French authorities had thought Abaaoud, 28, one of ISIS’s most high-profile European jihadists was in Syria, but Moroccan intelligence services informed them that he was in France.
France reactivated its intelligence cooperation with Morocco following the January 2015 attacks on the Charlie Hebdo magazine offices in Paris. Three of the seven suspected perpetrators, including Abaaoud, came from Molenbeek, a predominantly Muslim neighbourhood near the historic centre of Brussels.
Belgium issued an international arrest warrant against Abaaoud, who was sentenced in July in absentia to 20 years in prison for recruiting jihadists for Syria.
In June 2015, a list of 80 names of people radicalised was given to the mayor of Molenbeek. The names of Abdelhamid Abaaoud, Brahim and Salah Abdeslam and Mohamed Abrini, wanted as part of the investigation into the Paris attacks, were on the list. They were reported to have been “radicalised”, “gone to Syria” or “belonging to the Islamist movement”.

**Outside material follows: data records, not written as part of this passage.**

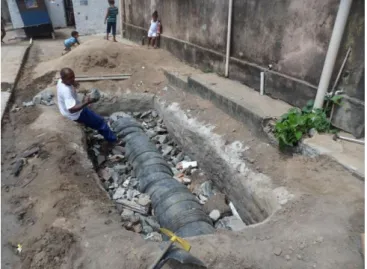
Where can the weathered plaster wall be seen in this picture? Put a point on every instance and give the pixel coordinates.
(16, 19)
(89, 16)
(5, 11)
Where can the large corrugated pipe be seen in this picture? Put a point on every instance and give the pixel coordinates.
(175, 207)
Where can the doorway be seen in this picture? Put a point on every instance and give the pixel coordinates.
(69, 10)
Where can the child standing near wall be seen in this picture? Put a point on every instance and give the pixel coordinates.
(153, 31)
(110, 19)
(72, 41)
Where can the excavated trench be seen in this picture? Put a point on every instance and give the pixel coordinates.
(171, 171)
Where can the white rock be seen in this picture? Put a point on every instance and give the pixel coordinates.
(119, 193)
(126, 183)
(214, 215)
(185, 164)
(186, 180)
(144, 200)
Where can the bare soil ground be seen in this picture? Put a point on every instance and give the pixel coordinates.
(63, 219)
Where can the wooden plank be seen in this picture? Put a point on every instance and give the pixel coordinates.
(100, 78)
(111, 75)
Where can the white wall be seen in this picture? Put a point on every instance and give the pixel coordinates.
(16, 19)
(89, 19)
(56, 11)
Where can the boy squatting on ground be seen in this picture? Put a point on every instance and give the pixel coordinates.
(73, 40)
(154, 30)
(110, 19)
(71, 108)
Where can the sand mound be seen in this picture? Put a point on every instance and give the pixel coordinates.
(92, 56)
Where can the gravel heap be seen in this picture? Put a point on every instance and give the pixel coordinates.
(118, 178)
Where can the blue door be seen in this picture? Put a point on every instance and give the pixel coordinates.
(33, 12)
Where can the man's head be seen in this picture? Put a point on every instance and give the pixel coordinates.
(75, 34)
(67, 76)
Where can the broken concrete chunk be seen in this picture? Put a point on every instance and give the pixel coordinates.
(101, 159)
(154, 236)
(95, 94)
(127, 212)
(30, 152)
(214, 215)
(145, 114)
(162, 138)
(118, 150)
(105, 174)
(98, 136)
(217, 202)
(206, 189)
(28, 104)
(151, 133)
(160, 130)
(185, 165)
(166, 150)
(202, 199)
(230, 223)
(234, 211)
(18, 166)
(144, 200)
(120, 192)
(138, 228)
(120, 168)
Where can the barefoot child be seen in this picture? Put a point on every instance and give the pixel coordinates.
(110, 19)
(153, 30)
(75, 110)
(72, 41)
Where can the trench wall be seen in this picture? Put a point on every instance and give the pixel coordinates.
(291, 35)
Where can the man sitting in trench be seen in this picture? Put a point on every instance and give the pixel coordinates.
(71, 108)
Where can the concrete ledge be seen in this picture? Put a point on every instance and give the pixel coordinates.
(280, 86)
(237, 100)
(247, 106)
(14, 59)
(350, 116)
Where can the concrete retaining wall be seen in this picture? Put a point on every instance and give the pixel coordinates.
(89, 16)
(291, 35)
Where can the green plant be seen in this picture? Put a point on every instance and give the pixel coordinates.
(290, 128)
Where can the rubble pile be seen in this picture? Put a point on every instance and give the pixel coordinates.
(118, 178)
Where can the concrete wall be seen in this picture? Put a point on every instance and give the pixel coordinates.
(16, 19)
(56, 11)
(89, 16)
(5, 11)
(292, 35)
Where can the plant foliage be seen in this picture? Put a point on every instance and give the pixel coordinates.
(290, 128)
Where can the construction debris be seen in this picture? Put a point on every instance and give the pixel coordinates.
(118, 178)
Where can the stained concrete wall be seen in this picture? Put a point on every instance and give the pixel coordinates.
(16, 19)
(89, 16)
(291, 35)
(5, 11)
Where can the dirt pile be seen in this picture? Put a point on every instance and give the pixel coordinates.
(93, 55)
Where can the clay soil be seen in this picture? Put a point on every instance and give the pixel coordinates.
(60, 215)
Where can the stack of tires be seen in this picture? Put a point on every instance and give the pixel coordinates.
(175, 207)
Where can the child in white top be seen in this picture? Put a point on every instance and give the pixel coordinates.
(154, 30)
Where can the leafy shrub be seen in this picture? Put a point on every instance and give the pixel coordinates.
(296, 123)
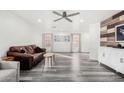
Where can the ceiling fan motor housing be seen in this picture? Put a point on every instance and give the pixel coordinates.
(64, 14)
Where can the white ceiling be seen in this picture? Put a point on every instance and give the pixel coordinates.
(88, 16)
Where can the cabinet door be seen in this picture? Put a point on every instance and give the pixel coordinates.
(115, 62)
(108, 57)
(121, 63)
(101, 55)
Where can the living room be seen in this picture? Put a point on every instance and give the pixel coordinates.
(72, 36)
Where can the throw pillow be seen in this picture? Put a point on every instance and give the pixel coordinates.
(22, 50)
(38, 50)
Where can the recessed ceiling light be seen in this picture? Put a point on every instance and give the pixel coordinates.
(39, 20)
(81, 20)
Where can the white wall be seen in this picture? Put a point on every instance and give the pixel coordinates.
(14, 31)
(94, 40)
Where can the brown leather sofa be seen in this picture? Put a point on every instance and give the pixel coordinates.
(29, 57)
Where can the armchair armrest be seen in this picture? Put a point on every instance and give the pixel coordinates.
(11, 65)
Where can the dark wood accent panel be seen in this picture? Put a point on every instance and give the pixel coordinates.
(108, 35)
(115, 24)
(118, 14)
(106, 22)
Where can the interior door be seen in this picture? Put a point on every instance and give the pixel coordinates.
(75, 42)
(61, 42)
(47, 41)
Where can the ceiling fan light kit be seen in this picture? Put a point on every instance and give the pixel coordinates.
(65, 16)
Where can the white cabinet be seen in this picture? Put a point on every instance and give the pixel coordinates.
(112, 57)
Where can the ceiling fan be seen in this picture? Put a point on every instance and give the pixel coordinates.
(64, 15)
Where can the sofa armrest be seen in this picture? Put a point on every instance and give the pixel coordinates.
(11, 65)
(39, 50)
(16, 54)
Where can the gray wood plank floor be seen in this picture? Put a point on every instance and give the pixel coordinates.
(70, 67)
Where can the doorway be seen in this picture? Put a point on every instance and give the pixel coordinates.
(75, 42)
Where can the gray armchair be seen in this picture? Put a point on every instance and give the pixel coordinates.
(9, 71)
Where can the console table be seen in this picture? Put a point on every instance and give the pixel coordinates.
(49, 57)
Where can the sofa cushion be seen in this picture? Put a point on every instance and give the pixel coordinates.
(7, 75)
(29, 49)
(39, 50)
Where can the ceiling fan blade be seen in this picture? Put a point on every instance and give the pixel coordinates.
(58, 19)
(68, 19)
(73, 14)
(57, 13)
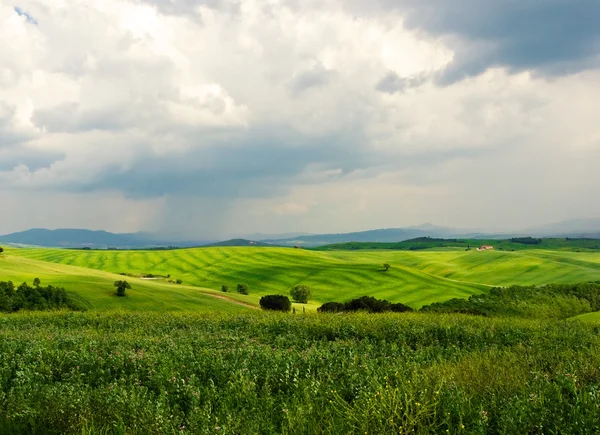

Khiame said that Moroccan intelligence quickly pointed Belgian police to Molenbeek.
“After the attacks that took place in Paris, Morocco communicated that they (the attackers) were connected to a Belgian affiliate in Molenbeek,” Khiame told AP.
“It was true because afterwards, thanks to the intelligence that we had, we were able to communicate to France that the mastermind of this group… Abdelhamid Abaaoud, was still in Paris at St Denis.”
Moroccan authorities arrested Abaaoud’s brother, Yassine, last October after his plane landed in his father’s home town of Agadir. Yassine Abaaoud has been in custody since.
Khiame said Yassine Abaaoud was arrested because he “belongs to a family (involved) in terrorism” although Yassine apparently did not provide helpful information about his brother prior to Paris attacks.
Morocco’s intelligence service is known to be very active in the country and overseas, reportedly thwarting terror attacks in Morocco in the last few years and tipping European counterparts to potential extremists, especially those with dual nationalities. That active participation makes the kingdom on the list of ISIS targets.
“Morocco, a Muslim kingdom that is a major US ally and bulwark of stability in North Africa, shares intelligence on potential extremists with Western allies and across the Arab world, from Libya to Egypt, Saudi Arabia and the United Arab Emirates,” Khiame said.
There are more than 3,000 jihadists of Moroccan origin fighting in Syria and Iraq, according to the Moroccan Interior Ministry. Russian air strikes in Syria forced some jihadists to flee the country, increasing the likelihood they have returned to their home countries. Khiame insisted that such suspects are being watched.
Morocco was victim of terror attacks in 2003 when 33 people were killed in Casablanca. Eight years later, a bomb attack on a café in Marrakech’s main square killed 17 people.
Since then, Morocco has tightened security and taken pre-emptive counterterrorism measures to dismantle cells across the country.
“We don’t wait for individuals to carry out the attacks… We need to act before we react,” Khiame said.
The creation of the FBI-like Central Bureau of Judicial Investigation in March 2015, with the aim of confronting terrorism, has led to the break-up of 22 terror cells, according to Khiame.
Morocco has raised the level of alert following Paris terrorist attacks as more security forces can be seen patrolling neighbourhoods in major cities.